Friday, June 29, 2007

the floor lay paved with broken hearts

you know, apple, i'm really not happy with you right now. yes, the iPhone came out today, we are all aware. but playing the commercials every 30 seconds does not make me any more able to buy it than before. but that's not even why i'm angry. i'm angry because my notebook adapter just shorted out and the replacement costs $80! i'm tired of giving you my money on replacement stuff. thank god there are non apple brands for this sort of thing so i'm buying one that's more than half of yours. if stuff like this keeps adding up...

oh yeah, another thing. itunes store? don't offer only some of the tracks from an album and not all. i went to buy the tracks i was missing from britten's the turn of the screw and i was missing the last track from disc one, the one i had been LONGING to get (oh ian bostridge, even the reviews talk about how seductive you are --- even if in this case it's a thinly veiled description of someone's homosexual overtures towards boys wrapped up in james' guise of evil from beyond the grave) and i have to buy the whole album to get that track. are you kidding me? i'm on the fence about all of this.

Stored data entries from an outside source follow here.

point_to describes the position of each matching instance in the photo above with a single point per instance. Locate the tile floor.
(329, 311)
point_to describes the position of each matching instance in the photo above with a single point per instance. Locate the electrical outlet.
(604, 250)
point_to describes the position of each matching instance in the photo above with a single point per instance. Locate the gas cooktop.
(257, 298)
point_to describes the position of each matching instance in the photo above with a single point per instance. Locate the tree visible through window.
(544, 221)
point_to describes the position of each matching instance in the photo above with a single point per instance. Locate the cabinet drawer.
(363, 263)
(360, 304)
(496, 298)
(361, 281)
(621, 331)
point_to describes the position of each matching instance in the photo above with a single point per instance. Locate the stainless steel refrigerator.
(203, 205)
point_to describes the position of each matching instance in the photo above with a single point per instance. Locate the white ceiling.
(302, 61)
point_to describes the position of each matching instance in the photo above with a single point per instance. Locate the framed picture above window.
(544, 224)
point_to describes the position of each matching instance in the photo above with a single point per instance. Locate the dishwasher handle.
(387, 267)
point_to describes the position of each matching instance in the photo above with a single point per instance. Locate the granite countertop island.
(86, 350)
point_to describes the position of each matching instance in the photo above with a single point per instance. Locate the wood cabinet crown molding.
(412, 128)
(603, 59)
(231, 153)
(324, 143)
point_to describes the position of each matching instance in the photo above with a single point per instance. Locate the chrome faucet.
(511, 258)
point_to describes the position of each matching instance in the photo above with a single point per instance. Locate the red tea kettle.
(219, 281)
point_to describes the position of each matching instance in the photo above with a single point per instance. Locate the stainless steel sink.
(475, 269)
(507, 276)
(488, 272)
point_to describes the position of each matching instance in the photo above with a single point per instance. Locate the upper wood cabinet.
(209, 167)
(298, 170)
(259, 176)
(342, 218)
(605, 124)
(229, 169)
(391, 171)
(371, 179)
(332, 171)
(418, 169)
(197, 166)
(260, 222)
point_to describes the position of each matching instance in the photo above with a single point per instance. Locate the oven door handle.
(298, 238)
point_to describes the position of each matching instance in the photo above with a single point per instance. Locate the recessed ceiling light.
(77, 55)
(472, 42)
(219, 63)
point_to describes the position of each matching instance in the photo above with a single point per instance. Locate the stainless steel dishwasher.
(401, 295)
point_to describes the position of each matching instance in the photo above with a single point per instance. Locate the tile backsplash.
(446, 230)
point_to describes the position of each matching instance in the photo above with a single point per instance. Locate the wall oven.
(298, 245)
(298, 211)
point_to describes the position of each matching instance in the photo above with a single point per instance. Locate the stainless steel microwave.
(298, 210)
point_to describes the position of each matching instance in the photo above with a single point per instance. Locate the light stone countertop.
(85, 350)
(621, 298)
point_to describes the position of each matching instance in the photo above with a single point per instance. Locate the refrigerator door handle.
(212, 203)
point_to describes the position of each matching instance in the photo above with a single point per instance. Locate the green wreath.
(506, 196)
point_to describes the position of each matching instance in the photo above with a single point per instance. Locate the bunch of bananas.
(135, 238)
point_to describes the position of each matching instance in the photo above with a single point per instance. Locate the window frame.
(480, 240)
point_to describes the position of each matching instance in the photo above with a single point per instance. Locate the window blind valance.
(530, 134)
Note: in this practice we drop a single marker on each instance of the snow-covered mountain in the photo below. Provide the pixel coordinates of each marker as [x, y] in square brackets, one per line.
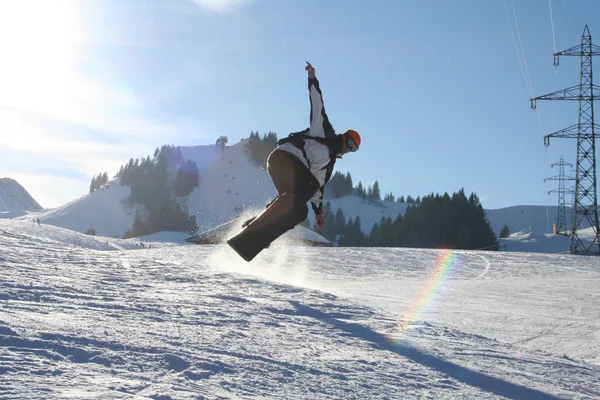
[86, 317]
[14, 199]
[229, 182]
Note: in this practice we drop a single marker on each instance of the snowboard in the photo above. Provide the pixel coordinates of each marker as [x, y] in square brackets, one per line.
[283, 214]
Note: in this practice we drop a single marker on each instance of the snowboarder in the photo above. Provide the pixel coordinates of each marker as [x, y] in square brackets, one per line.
[303, 165]
[299, 167]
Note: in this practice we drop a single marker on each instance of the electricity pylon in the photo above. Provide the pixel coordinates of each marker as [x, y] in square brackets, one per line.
[561, 218]
[585, 206]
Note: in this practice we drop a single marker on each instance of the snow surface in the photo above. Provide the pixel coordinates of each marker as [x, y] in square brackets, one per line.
[14, 199]
[80, 319]
[228, 180]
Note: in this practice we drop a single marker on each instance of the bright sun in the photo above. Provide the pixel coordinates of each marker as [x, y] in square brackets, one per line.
[38, 41]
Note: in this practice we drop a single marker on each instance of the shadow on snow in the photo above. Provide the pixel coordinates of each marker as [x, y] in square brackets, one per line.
[468, 376]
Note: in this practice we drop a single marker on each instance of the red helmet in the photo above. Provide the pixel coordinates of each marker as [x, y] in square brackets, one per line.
[352, 139]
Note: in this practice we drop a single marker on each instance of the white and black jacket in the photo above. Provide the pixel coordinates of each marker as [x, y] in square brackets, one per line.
[317, 156]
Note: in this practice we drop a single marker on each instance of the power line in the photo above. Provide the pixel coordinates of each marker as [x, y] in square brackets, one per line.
[552, 25]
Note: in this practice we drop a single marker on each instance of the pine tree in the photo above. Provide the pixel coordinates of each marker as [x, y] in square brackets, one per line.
[376, 191]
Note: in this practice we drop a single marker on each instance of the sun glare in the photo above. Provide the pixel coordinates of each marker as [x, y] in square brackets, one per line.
[38, 41]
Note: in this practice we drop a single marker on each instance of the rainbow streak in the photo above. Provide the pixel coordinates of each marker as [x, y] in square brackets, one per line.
[445, 265]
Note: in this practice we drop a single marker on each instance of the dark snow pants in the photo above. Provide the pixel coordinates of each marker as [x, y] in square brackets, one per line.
[290, 175]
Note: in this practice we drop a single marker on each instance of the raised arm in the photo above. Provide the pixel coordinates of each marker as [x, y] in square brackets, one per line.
[317, 109]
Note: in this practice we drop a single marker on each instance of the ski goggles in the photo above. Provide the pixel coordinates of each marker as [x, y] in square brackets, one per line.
[352, 146]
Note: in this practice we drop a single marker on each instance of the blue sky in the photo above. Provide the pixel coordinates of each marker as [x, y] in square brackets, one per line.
[439, 90]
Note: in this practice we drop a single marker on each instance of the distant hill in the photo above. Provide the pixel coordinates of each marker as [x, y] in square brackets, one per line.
[231, 186]
[14, 199]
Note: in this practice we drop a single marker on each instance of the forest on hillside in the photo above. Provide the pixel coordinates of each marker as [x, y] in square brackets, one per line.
[434, 221]
[157, 185]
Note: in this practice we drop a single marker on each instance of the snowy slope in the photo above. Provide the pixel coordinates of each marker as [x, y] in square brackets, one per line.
[229, 183]
[190, 322]
[14, 199]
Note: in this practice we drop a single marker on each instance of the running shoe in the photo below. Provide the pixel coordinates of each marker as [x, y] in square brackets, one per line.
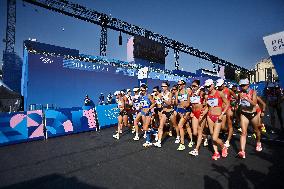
[116, 136]
[227, 144]
[177, 140]
[181, 147]
[136, 138]
[147, 144]
[194, 152]
[258, 147]
[190, 144]
[216, 156]
[205, 143]
[242, 154]
[224, 152]
[158, 144]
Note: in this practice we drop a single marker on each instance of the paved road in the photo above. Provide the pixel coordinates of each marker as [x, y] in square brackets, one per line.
[96, 160]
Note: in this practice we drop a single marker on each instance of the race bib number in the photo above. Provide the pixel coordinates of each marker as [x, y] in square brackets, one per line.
[212, 102]
[272, 98]
[159, 101]
[195, 99]
[244, 103]
[136, 105]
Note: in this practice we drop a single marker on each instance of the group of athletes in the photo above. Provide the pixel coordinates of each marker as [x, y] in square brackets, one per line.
[197, 111]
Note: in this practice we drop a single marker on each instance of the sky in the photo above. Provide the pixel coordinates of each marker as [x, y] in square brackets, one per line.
[231, 30]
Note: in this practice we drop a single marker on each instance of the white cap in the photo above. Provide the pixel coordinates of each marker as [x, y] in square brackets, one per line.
[116, 93]
[220, 82]
[244, 82]
[135, 89]
[208, 82]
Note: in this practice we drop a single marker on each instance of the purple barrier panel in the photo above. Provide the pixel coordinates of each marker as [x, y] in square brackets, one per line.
[35, 125]
[13, 128]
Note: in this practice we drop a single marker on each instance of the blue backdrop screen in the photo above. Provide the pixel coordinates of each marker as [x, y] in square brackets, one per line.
[49, 81]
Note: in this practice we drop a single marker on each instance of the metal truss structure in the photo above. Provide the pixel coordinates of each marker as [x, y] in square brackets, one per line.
[106, 21]
[11, 26]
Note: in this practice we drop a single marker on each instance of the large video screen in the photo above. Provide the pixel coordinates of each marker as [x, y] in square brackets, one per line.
[64, 83]
[149, 50]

moving away from the corporate, i've been talking a lot to people about (them) moving out of new york. too many blackouts. not enough trees. it does me good, partly because i think i'm ready to go. i think as you become an adult, the more stability you crave. i refuse to believe that new york can ever be stable. and that's not a bad thing, just my opinion. good thing north carolina is always waiting for me.

and yes, there are other reasons to leave new york. i'm reminded of this every single day. i went out to the island last night and had an encounter with a beautiful man. of course that did not come to fruition in any way imaginable. it just wasn't possible. i was in bay shore and i wasn't white, blonde and wearing a skirt. i wasn't meant to be.

okay, i should shut off my computer before it completely dies on me.